Les exercices sur les contraires, très en vogue il y a quelques années, sont encore assez fréquemment employés : c'est justice, car ils peuvent rendre de réels services avec les élèves du cours élémentaire ou moyen. Ils consistent à faire trouver le contraire d'un mot dans une expression donnée. Exemple : un temps pluvieux, un temps sec ; bâtir une maison, démolir une maison. Par leur nature, ils ne peuvent guère porter que sur des mots exprimant la qualité, (noms ou adjectifs, et par suite adverbes) ou l'action (verbes). Mais pour qu'ils soient vraiment fructueux, ils doivent être choisis avec soin, et ne porter que sur des termes employés dans un texte avec un sens bien précis. Dans ce cas, ils permettent de voir si l'élève a bien saisi la valeur exacte du mot dont on demande le contraire. Un même mot, doux par exemple, peut en effet s'opposer à beaucoup d'autres : dur, froid, amer, âcre, emporté, violent. C'est le sens du mot doux dans le texte qui déterminera le terme contraire. Ainsi l'exercice des contraires peut amener l'enfant à comprendre le sens exact d'un mot qu'on ne pourrait quelquefois lui expliquer que difficilement par un autre moyen. Un autre exercice qui se rattache à l'étude du vocabulaire consiste à étudier les différents sens d'un mot. Partant du sens propre, on peut, à l'aide d'exemples, faire saisir à l'élève la dégradation ou la dérivation de sens qu'il présente dans différents cas. Cet exercice, dira-t-on, est tout préparé dans le dictionnaire, où les sens des mots sont classés d'après leur parenté plus ou moins proche avec le sens propre. Il y a cependant intérêt à appeler l'attention des enfants sur la multiplicité des significations que peut recevoir un même mot, comme jour, main, prendre, et à leur faire expliquer le sens d'une expression comme prendre jour, donner le jour, mettre à jour, finir ses jours, etc. Cet exercice peut notamment rendre de grands services à ceux de nos élèves qui auront à traduire leur pensée dans une autre langue.

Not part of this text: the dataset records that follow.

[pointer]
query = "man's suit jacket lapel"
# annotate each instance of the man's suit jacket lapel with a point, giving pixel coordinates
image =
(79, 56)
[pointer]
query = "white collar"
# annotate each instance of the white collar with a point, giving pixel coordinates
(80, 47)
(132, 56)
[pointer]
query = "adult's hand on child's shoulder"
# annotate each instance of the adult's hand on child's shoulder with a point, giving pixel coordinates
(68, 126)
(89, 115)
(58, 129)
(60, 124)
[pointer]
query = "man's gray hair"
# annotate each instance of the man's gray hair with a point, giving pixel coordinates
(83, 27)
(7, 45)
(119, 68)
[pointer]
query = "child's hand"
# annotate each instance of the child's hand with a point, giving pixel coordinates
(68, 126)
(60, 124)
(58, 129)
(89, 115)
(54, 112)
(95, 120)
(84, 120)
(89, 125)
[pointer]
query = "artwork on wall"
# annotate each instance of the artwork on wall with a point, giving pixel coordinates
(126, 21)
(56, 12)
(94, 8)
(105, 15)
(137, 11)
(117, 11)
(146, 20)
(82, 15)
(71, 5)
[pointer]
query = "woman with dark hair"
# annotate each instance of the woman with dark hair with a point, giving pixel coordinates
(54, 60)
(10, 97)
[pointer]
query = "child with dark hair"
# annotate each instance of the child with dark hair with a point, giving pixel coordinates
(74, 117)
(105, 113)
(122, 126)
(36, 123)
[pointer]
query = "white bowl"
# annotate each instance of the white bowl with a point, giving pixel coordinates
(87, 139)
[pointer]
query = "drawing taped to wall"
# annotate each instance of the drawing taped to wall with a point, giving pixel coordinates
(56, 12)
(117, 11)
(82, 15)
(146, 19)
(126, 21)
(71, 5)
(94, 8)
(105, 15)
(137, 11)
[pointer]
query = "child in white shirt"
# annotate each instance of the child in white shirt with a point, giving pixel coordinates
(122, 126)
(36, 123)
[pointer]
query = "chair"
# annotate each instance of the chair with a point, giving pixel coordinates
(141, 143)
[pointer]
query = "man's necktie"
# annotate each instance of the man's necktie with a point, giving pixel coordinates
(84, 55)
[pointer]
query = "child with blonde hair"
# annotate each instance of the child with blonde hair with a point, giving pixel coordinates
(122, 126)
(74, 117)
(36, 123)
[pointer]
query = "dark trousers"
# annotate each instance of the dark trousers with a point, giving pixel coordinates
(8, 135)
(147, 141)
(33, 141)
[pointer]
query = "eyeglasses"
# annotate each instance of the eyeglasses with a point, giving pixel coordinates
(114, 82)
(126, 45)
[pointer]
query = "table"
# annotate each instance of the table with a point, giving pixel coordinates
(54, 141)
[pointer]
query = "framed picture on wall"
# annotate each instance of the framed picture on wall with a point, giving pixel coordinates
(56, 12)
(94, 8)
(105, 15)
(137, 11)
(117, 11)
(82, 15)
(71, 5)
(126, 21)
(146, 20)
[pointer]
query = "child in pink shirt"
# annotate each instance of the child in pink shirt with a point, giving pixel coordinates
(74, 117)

Ainsi entendus, ces exercices permettent au maître de rectifier et d'élargir le vocabulaire de l'élève ; ils permettent à l'élève de mieux comprendre ce qu'il lit ; ils l'habituent à apporter dans ce qu'il écrit plus de précision, plus de variété, plus d'agrément. Ils ne sont donc pas moins utiles à la saine intelligence des textes qu'à l'apprentissage de la composition française.